ロシアではすべてのコレクターが、自分の工房か知り合いのそれで、必要な部品を注文できる。レトロカー1台の修理は1年ほどかかり、値段は最低でも50万円。平均で420万円ほどだ(「アンティーク車」社でGAZ21を修理すると、ちょうどこのくらいになる)。とはいえ、ユニークな車を復元しようとすると、必要な部品が工場で生産されているか否かで、この10倍以上にはね上がる。生産されていれば、部品を一定数注文することができる。
走る骨董品
レトロカーは大きな利益を上げられるものの、後で転売するために買うという人は稀だ。欲しい車を入手し修理するのに数千万円もかけて、あとは何十年もガレージで保管し、年に一度企画展に出品するとか、ラリーで走るとかするくらい。車を売るのは普通、それを受け継いだ人間であり、親の趣味を引き継ぎ、車を走れる状態に維持する興味がない場合だ。
だからといって、車の珍品の持ち主が絶対に手放さないとは限らないが、そこはそれ、ソ連時代と同じく、その車に劣らぬ珍品と交換しなければならない。
それでも、こういうコレクターもレトロカーを結婚式や写真撮影に貸し出して、稼ぐことができる。

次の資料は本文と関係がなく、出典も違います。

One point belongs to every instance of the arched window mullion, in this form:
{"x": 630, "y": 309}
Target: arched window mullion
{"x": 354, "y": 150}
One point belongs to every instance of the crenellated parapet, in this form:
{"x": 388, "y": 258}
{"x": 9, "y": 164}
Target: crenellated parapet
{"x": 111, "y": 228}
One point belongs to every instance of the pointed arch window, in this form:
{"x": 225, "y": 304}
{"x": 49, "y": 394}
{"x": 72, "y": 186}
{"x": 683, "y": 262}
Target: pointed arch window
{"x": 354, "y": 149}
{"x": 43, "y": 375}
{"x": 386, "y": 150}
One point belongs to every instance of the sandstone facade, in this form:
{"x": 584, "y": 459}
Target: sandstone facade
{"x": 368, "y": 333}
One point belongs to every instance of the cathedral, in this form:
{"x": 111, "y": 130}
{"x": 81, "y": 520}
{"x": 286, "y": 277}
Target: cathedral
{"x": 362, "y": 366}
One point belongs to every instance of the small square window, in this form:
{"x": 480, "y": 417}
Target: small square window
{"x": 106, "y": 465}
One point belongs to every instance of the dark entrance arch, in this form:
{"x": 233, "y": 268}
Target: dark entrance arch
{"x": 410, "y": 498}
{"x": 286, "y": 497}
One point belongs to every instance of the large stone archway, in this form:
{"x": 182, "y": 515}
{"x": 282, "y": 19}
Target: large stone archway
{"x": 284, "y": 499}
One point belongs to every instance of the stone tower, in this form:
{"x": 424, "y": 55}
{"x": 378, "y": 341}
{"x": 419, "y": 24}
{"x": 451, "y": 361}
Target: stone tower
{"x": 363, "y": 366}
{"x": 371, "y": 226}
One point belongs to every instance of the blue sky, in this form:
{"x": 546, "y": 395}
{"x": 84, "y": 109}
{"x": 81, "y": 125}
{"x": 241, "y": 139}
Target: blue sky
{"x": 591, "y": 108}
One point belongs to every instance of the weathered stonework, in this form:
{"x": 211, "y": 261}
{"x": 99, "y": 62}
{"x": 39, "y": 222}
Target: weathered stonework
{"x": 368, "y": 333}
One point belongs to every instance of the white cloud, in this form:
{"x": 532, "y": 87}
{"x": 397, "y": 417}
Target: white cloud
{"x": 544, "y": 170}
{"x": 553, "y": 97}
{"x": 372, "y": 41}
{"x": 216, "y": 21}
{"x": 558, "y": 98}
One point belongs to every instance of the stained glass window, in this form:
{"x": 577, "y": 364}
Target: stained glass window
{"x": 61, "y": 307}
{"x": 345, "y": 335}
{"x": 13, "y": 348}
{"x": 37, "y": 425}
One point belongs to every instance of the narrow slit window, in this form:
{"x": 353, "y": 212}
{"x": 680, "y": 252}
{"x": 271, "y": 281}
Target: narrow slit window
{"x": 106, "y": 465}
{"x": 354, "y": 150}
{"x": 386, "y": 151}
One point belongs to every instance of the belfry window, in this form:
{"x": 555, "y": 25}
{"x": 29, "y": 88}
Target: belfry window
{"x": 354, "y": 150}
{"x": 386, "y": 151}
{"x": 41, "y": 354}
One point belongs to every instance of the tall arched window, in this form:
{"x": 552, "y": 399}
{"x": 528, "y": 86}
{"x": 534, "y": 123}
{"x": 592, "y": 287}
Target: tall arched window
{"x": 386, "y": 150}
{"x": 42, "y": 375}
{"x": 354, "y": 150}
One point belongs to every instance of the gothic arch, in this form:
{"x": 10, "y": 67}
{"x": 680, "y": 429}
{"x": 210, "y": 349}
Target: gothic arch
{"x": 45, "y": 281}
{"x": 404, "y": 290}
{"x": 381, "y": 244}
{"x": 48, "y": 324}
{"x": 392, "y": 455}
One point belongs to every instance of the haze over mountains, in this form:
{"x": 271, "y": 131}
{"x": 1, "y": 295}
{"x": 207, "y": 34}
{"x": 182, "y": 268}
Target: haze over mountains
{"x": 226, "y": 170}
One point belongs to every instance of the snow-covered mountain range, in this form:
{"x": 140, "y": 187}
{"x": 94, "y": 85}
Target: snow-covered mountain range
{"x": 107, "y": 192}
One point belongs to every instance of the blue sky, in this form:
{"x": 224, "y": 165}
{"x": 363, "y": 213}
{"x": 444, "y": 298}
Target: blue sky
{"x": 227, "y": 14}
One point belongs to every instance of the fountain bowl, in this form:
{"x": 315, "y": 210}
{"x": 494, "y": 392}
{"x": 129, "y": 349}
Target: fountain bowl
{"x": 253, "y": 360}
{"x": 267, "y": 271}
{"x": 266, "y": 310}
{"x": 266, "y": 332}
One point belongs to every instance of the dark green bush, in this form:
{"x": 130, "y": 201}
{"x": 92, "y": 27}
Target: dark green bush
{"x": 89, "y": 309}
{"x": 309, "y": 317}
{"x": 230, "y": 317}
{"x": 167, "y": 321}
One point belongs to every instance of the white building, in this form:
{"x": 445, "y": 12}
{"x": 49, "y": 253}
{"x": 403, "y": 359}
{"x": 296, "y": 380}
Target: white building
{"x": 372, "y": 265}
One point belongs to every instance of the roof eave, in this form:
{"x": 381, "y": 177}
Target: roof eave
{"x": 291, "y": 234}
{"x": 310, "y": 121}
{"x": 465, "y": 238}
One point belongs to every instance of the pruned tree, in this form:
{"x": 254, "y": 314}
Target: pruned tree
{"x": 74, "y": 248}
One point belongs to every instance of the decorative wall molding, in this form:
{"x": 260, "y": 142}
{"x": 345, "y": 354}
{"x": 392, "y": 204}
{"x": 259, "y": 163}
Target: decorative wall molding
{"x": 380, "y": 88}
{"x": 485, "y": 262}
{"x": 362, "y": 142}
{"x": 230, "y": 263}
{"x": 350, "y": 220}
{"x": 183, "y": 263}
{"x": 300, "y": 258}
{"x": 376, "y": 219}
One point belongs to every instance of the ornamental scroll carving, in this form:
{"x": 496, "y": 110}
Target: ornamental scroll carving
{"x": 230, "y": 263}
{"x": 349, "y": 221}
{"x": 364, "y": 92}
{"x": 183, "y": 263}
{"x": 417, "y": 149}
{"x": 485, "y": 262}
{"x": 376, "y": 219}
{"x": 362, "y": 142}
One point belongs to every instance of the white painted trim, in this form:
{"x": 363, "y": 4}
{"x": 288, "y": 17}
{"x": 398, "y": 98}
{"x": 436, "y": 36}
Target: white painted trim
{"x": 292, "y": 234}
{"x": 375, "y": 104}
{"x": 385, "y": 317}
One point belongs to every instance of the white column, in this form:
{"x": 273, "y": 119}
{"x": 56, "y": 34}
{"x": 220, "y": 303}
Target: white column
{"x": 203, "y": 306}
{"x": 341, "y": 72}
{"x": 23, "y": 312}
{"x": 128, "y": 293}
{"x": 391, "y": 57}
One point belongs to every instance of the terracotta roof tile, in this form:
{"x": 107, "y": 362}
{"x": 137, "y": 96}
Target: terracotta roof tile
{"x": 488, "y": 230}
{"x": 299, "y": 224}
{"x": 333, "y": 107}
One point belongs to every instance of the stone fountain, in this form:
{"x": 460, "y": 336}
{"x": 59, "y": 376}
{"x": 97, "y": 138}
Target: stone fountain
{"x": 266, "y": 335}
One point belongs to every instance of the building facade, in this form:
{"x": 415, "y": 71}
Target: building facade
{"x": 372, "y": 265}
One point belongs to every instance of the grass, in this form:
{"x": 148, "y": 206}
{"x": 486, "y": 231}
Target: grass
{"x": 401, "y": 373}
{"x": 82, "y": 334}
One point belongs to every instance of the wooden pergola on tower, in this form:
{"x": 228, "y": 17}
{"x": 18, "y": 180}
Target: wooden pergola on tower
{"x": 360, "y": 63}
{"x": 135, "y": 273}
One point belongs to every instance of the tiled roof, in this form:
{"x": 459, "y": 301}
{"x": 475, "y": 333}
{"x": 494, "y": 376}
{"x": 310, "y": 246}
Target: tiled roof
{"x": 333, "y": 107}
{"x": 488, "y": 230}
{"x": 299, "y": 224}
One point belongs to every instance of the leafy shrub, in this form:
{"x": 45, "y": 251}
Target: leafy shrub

モスクワでは、専門の業者から、1時間当たり1万円ほどでこの手の車をレンタルできる。それは大抵、フィアット508(Fiat Balilla 508)かクライスラー・デソート(Chrystler de Soto)だ。熱狂的ファンの多いパッカード(Packard)となると、その4倍はする。